Emma Suarez voit Avril comme l'un des personnages les plus difficiles qu'elle a eu à jouer, parce qu'il est, selon elle, aux antipodes de ce qu'elle est dans la vie. La comédienne confie :
"C'est justement ce qui m'a attirée dans ce projet. J'avais vu le travail de Michel Franco, notamment Despues De Lucia, puis j'ai lu le scénario qui a suscité chez moi non seulement l'envie mais le besoin de faire ce film, audelà d'une réflexion intellectuelle, c'est devenu une émotion viscérale. Cela a été un travail complexe car j'ai dû lutter contre moi-même. Il ne fallait pas, comme le souligne Michel, en faire une méchante. Il m'a fallu un effort de réflexion pour trouver le moyen d'imposer ce personnage et y faire adhérer le public, en jouant sur son instabilité, son manque de cohérence, mais aussi sa force de séduction. Et au-delà de ses agissements, avec l’idée que souvent lorsqu'on essaye de protéger nos enfants, on agit involontairement à l'encontre de ce qui serait le mieux pour eux, tout en ayant la certitude de leur venir en aide."

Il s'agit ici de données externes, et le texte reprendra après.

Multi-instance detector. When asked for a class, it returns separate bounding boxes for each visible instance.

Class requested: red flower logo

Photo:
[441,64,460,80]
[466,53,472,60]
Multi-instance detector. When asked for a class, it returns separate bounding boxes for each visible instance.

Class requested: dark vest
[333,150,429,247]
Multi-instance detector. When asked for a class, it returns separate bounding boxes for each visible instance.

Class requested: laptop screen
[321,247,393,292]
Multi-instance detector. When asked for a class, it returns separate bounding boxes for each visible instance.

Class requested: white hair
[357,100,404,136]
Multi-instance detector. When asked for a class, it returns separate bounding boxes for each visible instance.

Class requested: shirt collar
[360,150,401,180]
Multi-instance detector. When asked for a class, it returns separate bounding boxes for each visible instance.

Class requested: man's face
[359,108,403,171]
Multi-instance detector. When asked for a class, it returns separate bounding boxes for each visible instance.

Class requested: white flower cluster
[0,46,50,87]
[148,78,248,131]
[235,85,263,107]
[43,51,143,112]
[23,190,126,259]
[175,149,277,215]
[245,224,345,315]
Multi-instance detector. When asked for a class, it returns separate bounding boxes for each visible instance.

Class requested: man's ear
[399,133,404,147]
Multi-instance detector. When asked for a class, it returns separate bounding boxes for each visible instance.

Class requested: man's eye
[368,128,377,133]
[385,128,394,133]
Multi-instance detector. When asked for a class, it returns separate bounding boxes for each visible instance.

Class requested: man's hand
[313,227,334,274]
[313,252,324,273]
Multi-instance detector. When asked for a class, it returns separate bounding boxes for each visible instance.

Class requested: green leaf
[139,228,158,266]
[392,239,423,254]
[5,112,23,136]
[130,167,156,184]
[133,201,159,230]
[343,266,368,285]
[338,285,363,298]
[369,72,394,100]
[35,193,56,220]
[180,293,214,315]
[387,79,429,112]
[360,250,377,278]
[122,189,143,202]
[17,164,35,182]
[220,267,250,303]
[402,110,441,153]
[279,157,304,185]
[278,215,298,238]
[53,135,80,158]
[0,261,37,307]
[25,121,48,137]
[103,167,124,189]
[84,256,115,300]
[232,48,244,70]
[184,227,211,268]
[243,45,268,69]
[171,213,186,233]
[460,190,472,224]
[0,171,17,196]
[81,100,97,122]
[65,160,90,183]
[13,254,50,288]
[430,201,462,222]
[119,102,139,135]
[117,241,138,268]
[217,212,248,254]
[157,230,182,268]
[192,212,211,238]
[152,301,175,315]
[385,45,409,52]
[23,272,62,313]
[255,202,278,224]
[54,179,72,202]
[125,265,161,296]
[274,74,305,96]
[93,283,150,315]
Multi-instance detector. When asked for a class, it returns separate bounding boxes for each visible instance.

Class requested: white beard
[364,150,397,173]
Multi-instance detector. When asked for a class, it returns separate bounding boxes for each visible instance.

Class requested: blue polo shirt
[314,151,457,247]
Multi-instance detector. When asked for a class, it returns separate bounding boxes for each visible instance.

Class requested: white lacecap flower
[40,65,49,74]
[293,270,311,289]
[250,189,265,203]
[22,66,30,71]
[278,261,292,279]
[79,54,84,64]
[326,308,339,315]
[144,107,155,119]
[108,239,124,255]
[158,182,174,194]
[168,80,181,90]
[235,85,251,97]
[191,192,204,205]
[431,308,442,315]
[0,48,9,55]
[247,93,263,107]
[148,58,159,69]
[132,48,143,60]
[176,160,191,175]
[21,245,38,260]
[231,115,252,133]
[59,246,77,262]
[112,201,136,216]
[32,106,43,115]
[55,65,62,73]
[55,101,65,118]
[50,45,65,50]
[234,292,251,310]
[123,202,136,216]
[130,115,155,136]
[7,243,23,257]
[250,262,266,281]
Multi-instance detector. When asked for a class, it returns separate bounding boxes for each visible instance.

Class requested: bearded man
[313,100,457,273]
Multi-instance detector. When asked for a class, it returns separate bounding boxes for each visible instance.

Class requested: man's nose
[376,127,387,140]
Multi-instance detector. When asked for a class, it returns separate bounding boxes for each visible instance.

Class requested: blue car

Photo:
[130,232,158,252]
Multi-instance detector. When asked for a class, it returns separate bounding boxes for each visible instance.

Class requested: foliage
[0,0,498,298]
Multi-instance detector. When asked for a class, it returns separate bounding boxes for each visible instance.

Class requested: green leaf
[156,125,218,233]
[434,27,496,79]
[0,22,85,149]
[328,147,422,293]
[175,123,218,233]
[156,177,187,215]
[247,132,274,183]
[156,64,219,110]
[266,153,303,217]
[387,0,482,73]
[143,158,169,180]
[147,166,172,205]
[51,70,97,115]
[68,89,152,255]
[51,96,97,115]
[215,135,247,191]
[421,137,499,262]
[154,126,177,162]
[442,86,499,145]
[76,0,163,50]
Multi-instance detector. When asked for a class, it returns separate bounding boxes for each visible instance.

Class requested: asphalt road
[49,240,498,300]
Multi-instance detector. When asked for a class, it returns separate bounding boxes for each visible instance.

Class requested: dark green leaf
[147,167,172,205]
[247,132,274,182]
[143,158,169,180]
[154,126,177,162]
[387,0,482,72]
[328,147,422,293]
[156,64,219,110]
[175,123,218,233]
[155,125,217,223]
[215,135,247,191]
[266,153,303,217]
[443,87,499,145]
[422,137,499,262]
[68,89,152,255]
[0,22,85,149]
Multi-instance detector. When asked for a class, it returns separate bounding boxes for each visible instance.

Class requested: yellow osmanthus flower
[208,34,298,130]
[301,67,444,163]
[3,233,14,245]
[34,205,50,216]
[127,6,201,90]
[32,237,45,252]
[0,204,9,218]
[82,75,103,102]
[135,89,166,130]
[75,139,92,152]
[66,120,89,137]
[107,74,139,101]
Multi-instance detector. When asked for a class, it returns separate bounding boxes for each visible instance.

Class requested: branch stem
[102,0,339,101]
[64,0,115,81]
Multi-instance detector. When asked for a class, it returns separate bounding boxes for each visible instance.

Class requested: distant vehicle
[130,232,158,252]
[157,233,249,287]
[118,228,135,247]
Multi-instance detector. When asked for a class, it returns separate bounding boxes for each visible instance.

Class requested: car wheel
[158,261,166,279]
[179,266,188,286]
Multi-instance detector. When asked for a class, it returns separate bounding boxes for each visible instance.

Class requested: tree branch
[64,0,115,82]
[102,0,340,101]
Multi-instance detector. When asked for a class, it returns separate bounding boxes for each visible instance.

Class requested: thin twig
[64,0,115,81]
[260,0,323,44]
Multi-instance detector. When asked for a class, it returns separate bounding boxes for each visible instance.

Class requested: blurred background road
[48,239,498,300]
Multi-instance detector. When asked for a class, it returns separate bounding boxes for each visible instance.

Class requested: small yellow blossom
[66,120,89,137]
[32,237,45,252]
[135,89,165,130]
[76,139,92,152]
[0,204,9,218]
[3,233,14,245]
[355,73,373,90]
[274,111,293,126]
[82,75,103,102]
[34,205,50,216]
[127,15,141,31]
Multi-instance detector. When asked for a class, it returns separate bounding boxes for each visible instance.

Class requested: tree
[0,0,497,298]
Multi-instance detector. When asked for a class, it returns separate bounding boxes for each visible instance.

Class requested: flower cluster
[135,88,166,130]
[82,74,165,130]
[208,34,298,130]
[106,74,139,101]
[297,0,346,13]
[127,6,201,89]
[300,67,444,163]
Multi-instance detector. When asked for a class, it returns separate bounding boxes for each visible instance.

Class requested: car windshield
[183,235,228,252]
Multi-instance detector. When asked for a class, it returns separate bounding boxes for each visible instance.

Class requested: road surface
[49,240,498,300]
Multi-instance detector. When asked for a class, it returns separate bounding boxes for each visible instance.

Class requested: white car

Pour gagner en crédibilité, Emma Suarez, Ana Valeria Becerril et Joanna Larequi ont fait connaissance en vivant ensemble dans la maison où le tournage s'est déroulé. "Elles ont appris à se connaître et ont créé des liens ensemble. A chaque nouvelle scène tournée, elles en savaient plus sur leur personnage et leur passé que moi-même… Elles m'ont étonné en m’expliquant des choses au sujet de leurs personnalités", explique le réalisateur Michel Franco.

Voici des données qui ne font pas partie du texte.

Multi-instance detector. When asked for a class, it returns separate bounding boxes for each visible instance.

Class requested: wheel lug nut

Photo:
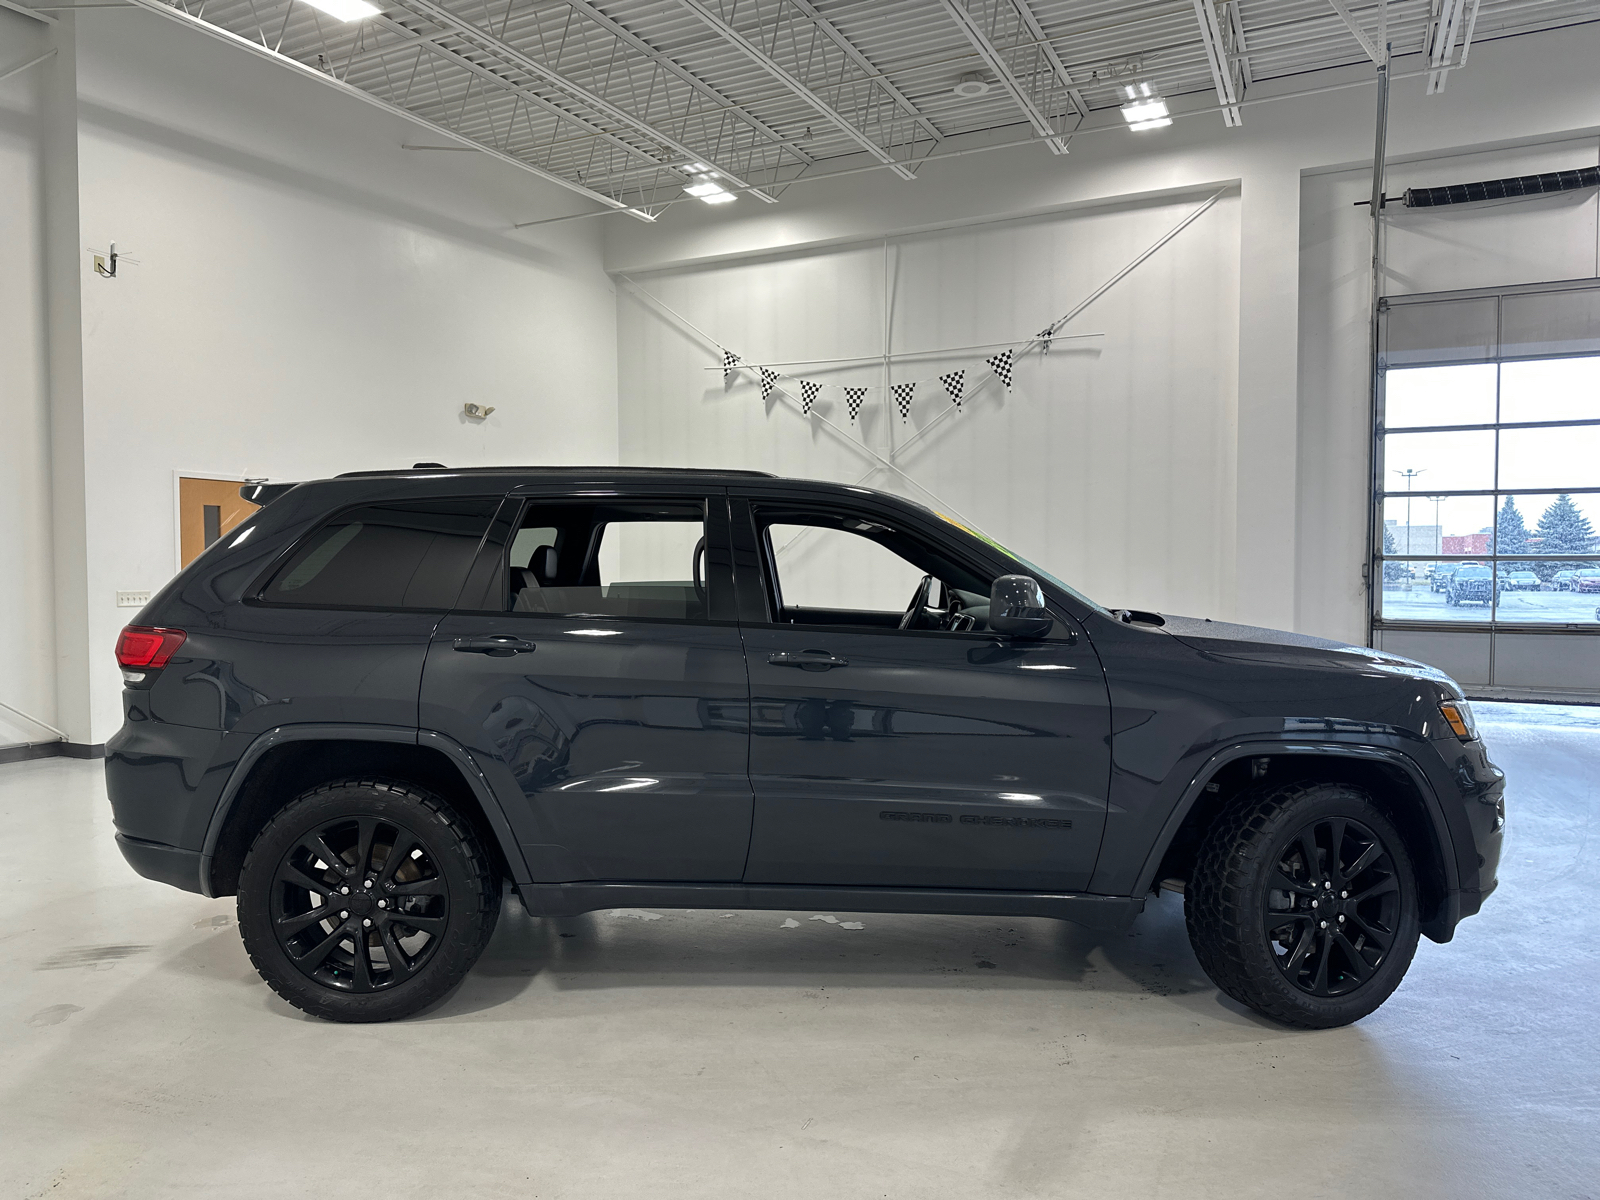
[340,886,350,895]
[377,900,387,909]
[1341,891,1348,899]
[1320,920,1328,929]
[364,880,372,889]
[363,918,372,927]
[340,910,349,919]
[1338,915,1346,923]
[1311,900,1318,908]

"Mateo est un homme vulnérable, il est plein d'incertitudes et manque de confiance en lui. Il est dans une totale confusion face à des situations nouvelles, vis-à-vis desquelles il ignore comment agir, car il se retrouve engagé dans un terrain inconnu. Dans un pays comme le Mexique où être machiste est si important – comme dans le reste de l'Amérique Latine - je pense que c'est aussi faire preuve d’ouverture d’esprit que de montrer qu'il existe en effet des hommes plus vulnérables…"

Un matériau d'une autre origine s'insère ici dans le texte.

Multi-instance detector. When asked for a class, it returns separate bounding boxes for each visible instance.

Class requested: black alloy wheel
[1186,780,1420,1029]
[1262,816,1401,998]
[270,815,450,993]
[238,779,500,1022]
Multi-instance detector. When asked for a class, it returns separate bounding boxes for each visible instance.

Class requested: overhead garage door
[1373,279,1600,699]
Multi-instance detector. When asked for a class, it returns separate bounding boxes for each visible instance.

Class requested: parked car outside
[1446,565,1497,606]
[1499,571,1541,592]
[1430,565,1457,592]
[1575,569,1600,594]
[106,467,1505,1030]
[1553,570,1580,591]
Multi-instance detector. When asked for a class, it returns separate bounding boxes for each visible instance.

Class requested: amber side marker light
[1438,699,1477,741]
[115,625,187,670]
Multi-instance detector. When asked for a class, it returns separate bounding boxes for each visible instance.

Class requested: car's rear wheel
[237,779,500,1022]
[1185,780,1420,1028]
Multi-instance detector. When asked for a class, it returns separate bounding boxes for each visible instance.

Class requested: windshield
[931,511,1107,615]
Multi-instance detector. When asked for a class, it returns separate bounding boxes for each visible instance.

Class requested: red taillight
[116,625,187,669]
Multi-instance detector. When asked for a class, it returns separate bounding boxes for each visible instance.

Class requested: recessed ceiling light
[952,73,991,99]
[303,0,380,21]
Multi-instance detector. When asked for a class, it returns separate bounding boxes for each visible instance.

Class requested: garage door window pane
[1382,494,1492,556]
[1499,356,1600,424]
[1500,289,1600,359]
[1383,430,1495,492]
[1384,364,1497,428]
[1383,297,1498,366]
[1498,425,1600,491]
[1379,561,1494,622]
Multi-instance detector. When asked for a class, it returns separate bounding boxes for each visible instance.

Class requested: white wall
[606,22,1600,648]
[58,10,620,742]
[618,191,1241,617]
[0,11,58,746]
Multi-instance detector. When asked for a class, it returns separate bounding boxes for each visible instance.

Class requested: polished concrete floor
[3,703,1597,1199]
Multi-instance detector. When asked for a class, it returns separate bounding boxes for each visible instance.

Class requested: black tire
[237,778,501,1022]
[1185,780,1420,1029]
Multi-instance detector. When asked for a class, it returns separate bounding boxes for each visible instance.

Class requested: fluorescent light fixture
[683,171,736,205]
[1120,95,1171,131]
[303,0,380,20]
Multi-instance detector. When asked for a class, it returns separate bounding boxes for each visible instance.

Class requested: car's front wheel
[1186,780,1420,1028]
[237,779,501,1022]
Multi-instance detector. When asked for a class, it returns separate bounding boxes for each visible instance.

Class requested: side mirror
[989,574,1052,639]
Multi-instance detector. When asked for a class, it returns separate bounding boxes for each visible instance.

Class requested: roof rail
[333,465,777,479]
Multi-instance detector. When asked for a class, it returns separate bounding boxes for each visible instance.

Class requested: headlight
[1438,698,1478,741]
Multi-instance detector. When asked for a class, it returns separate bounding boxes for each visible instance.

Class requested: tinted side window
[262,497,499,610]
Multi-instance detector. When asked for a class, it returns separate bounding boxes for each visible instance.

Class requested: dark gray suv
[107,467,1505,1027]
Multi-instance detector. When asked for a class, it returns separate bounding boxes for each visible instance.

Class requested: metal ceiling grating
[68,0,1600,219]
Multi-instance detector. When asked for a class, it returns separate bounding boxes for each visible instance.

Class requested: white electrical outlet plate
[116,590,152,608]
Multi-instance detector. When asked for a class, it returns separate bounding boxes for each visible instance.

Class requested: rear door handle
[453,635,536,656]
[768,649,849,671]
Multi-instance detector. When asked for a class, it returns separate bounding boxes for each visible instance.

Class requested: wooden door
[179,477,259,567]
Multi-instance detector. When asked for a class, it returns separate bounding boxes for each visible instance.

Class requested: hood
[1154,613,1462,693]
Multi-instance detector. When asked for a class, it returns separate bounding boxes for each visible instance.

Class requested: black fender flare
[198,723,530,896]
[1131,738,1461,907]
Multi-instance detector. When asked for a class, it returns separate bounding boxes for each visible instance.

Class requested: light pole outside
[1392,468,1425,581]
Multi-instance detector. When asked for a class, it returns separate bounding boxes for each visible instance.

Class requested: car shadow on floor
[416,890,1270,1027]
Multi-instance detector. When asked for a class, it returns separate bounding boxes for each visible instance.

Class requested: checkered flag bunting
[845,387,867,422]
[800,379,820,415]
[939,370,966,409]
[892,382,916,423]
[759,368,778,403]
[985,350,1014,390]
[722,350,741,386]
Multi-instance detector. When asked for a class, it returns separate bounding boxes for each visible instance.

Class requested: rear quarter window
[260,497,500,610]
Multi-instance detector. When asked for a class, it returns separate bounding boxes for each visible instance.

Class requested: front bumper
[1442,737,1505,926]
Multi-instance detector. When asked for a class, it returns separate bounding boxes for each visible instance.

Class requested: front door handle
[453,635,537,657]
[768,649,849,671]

Pour mieux cerner son personnage, Ana Valeria Becerril s'est penchée sur la question des filles-mères. La comédienne a ainsi investigué pour connaître le coût qu'implique d’avoir un enfant, le prix d'un accouchement, la grossesse, jusqu'à découvrir les raisons pour lesquelles il y a une telle quantité d'adolescentes enceintes au Mexique, alors que tant de moyens de contraception sont mis à disposition.
"Il s'avère que ni la scolarisation ni le niveau social n'entrent en ligne de compte et que la première raison invoquée par ces jeunes filles non seulement pour tomber enceintes mais aussi pour garder leur bébé est de se sentir moins seules. Pour avoir quelque chose qui leur appartient. Je ne sais pas si cela se produit à l'échelle mondiale mais cela en dit long sur le dysfonctionnement de la famille et c'est d'autant plus étrange que les familles latino-américaines sont plutôt considérées comme étant chaleureuses", se souvient Ana Valeria Becerril.